At the end of the day, it's all about impact, especially for startups. For many startups, having a quality pipeline is poor ROI as it takes time away from building features, which is generally the highest ROI thing for startups.
In short, you need to prove that at your stage, the pipeline is worth paying attention to and maintaining. In particular, you need to come up with cases where people ignored the pipeline, landed production code anyways, and something blew up in their face. In terms of output, it can be a simple list document, but if you want to go above and beyond, you can make a spreadsheet where you organize the regressions by time, severity of bug, and what feature was affected.
After you create your case for why the pipeline is valuable, take it to your manager.
Another thing I recommend is to not view the pipeline as all or nothing. Linting and automated tests are very different things. If you can't save the entire pipeline, treat it as a modular resource and target specific pieces that aren't as noisy and are more respected by the team. Even for automated tests, it can be a mix of many tests like unit tests, integration tests, and end-to-end. If end-to-end tests are the flakiest, then you can try to only save the unit tests for example.
The pipeline was always failing because of another step that was removed recently. I think they got used to ignore the pipeline because of that.
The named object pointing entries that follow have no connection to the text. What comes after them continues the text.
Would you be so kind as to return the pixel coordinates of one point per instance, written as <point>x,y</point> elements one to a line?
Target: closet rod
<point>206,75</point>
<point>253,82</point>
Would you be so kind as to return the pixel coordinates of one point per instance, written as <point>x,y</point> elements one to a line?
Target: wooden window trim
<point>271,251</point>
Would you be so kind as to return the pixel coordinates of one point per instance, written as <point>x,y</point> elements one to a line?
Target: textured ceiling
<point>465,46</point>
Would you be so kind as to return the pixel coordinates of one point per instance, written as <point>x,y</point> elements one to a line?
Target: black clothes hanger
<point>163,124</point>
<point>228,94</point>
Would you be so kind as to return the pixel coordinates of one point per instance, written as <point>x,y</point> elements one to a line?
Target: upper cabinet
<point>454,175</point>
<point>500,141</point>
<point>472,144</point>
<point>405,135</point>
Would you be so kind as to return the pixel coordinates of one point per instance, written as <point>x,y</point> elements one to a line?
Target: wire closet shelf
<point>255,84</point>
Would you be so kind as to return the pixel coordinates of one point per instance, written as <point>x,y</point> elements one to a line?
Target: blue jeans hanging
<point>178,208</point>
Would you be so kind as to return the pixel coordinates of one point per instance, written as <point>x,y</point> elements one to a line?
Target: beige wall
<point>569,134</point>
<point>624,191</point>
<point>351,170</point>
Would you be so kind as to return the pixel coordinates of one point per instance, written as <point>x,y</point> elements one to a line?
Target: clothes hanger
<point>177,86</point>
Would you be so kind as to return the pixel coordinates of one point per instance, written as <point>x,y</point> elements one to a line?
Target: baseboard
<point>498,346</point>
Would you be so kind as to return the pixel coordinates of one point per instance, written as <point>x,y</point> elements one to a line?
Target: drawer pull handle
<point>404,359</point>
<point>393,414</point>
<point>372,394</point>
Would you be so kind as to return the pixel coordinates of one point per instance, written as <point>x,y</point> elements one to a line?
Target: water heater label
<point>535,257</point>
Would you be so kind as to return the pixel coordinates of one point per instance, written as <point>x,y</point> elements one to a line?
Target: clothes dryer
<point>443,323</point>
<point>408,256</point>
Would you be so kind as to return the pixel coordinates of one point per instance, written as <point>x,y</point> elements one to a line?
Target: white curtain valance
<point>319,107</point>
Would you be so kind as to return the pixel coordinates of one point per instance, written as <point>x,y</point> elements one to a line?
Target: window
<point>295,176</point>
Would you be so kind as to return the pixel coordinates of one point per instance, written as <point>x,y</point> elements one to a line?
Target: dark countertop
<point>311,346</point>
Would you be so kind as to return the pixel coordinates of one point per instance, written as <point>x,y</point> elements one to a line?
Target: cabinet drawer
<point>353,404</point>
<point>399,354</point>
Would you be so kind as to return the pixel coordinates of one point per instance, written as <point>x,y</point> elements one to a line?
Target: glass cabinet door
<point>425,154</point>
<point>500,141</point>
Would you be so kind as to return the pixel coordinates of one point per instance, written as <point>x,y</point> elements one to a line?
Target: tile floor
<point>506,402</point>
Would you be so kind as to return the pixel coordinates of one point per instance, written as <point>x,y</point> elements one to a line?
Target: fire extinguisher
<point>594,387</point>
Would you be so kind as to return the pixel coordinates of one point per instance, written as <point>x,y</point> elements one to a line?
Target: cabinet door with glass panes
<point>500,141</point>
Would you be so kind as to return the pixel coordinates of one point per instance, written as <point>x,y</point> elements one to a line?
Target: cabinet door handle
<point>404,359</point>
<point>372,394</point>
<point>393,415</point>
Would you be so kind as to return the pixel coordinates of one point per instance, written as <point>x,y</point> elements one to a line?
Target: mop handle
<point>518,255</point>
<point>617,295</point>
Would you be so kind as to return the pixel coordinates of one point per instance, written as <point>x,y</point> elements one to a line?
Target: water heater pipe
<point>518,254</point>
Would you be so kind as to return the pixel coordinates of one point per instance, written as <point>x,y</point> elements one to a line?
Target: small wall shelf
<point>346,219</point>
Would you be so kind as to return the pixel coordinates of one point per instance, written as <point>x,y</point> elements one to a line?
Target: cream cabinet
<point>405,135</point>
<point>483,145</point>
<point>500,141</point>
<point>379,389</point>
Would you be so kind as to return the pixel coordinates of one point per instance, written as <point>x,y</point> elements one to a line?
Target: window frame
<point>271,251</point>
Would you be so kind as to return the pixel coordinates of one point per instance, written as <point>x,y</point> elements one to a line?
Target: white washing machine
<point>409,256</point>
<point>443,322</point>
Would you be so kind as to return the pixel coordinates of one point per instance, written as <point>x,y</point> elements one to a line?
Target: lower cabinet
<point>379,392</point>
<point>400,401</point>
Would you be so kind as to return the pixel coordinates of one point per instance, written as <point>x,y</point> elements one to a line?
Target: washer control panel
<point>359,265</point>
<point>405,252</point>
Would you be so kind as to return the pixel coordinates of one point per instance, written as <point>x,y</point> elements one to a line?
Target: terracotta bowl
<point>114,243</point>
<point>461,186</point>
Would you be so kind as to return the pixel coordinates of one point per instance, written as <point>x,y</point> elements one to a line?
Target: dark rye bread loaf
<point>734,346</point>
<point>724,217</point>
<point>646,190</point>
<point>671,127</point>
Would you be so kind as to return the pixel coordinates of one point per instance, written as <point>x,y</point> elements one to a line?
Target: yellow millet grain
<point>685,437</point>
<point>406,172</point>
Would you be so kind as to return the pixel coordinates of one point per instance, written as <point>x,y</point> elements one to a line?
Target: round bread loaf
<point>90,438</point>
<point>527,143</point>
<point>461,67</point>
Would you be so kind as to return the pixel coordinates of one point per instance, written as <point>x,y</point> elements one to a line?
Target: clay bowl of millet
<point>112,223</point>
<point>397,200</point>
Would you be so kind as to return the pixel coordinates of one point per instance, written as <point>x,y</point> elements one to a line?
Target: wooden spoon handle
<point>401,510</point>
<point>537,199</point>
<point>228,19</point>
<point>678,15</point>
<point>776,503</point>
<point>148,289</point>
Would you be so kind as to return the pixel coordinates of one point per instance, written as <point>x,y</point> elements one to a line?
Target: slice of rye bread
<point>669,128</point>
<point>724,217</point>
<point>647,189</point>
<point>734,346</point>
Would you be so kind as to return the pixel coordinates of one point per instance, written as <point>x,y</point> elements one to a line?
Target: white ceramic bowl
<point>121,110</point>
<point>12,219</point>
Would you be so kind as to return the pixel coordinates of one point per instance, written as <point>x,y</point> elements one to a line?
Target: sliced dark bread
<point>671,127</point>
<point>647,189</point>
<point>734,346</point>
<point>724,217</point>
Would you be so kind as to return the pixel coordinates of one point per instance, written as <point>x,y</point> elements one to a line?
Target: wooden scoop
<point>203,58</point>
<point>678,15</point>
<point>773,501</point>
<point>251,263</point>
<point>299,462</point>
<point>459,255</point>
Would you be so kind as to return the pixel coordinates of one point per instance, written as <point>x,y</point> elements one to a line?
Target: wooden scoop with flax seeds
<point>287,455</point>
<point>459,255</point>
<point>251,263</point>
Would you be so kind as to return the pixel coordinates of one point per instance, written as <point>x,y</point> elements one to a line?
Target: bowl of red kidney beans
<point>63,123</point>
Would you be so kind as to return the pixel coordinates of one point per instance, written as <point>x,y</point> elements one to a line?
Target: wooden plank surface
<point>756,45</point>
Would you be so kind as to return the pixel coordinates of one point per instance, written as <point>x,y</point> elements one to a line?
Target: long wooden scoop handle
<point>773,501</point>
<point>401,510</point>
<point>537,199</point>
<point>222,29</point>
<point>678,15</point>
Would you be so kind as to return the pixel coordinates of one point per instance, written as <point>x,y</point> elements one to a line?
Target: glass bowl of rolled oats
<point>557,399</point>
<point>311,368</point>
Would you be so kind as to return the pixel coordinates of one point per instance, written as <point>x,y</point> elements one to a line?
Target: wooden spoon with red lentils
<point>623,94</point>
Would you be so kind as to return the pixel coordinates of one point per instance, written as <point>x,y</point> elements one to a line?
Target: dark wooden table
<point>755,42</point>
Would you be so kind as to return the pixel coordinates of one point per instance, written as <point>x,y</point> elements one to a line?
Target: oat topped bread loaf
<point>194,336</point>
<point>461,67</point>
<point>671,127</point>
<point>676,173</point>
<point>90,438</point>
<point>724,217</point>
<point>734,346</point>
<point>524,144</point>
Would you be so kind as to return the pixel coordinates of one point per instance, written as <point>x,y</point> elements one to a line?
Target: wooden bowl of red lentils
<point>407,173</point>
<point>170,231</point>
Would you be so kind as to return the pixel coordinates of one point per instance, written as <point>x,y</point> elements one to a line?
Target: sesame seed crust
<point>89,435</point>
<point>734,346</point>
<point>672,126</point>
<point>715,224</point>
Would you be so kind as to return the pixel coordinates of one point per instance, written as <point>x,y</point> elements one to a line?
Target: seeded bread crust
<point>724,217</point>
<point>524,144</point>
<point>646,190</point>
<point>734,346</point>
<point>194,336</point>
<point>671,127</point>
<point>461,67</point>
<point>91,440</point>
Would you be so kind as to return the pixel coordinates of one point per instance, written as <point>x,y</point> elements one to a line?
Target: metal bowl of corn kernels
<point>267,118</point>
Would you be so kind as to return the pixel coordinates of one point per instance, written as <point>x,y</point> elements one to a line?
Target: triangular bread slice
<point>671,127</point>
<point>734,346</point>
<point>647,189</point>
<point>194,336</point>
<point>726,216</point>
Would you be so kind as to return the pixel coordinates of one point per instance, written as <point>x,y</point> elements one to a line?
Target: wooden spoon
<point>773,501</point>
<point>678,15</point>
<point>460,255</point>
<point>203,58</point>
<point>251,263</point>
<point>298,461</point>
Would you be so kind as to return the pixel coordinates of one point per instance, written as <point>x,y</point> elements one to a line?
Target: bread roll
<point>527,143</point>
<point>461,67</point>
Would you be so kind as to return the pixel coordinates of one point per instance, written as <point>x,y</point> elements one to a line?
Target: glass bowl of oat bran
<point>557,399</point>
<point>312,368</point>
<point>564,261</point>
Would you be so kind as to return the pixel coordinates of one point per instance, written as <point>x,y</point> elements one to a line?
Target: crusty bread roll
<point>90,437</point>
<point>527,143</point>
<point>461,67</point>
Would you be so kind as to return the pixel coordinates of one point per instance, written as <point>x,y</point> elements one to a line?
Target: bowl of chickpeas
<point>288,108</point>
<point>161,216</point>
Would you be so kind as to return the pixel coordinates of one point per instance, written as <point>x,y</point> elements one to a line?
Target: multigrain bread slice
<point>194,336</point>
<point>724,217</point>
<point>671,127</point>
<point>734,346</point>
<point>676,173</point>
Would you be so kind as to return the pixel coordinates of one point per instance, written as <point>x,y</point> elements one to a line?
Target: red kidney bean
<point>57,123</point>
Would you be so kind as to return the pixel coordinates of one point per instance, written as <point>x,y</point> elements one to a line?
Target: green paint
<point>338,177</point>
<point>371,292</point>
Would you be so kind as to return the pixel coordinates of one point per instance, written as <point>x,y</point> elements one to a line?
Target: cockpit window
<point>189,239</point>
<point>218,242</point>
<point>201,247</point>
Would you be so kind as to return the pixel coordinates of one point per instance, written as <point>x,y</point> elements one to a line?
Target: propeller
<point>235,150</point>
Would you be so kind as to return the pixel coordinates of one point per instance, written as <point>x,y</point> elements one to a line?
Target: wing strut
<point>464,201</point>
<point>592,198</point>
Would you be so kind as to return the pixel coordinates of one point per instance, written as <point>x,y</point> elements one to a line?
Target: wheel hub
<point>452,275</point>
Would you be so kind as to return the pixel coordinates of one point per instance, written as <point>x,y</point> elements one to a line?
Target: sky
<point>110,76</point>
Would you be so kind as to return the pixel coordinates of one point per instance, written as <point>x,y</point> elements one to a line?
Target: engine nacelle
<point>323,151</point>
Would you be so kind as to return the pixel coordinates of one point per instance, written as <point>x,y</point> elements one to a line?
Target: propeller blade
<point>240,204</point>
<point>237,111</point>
I've seen this happen in the past: there is a testing infrastructure problem that causes the testing pipeline to produce flaky failures, and everyone is told to just ignore the problem to get their PRs in. The issue is that habits get formed during time, and it can be really hard to break the habits. As an engineer, you are mainly focused on merging your PR in, so you probably don't care about the testing infra issue.
The issue is, what's the point of having a testing pipeline if half of the people are ignoring it? I'm actually surprised that there hasn't been an issue yet from ignoring the testing pipeline. (If there have been bugs deployed to production, you can use that as evidence that there needs to be a mindset shift to treat the testing pipeline errors seriously).
The more people merge in their lint and test errors, the harder it will be to get the testing pipeline into a passing state again. So, you'll end up compounding more and more errors.
Ideally, you need to get everyone treating the testing pipeline seriously again. If your manager isn't going to help out, you can lead the initiative to fix the testing pipeline.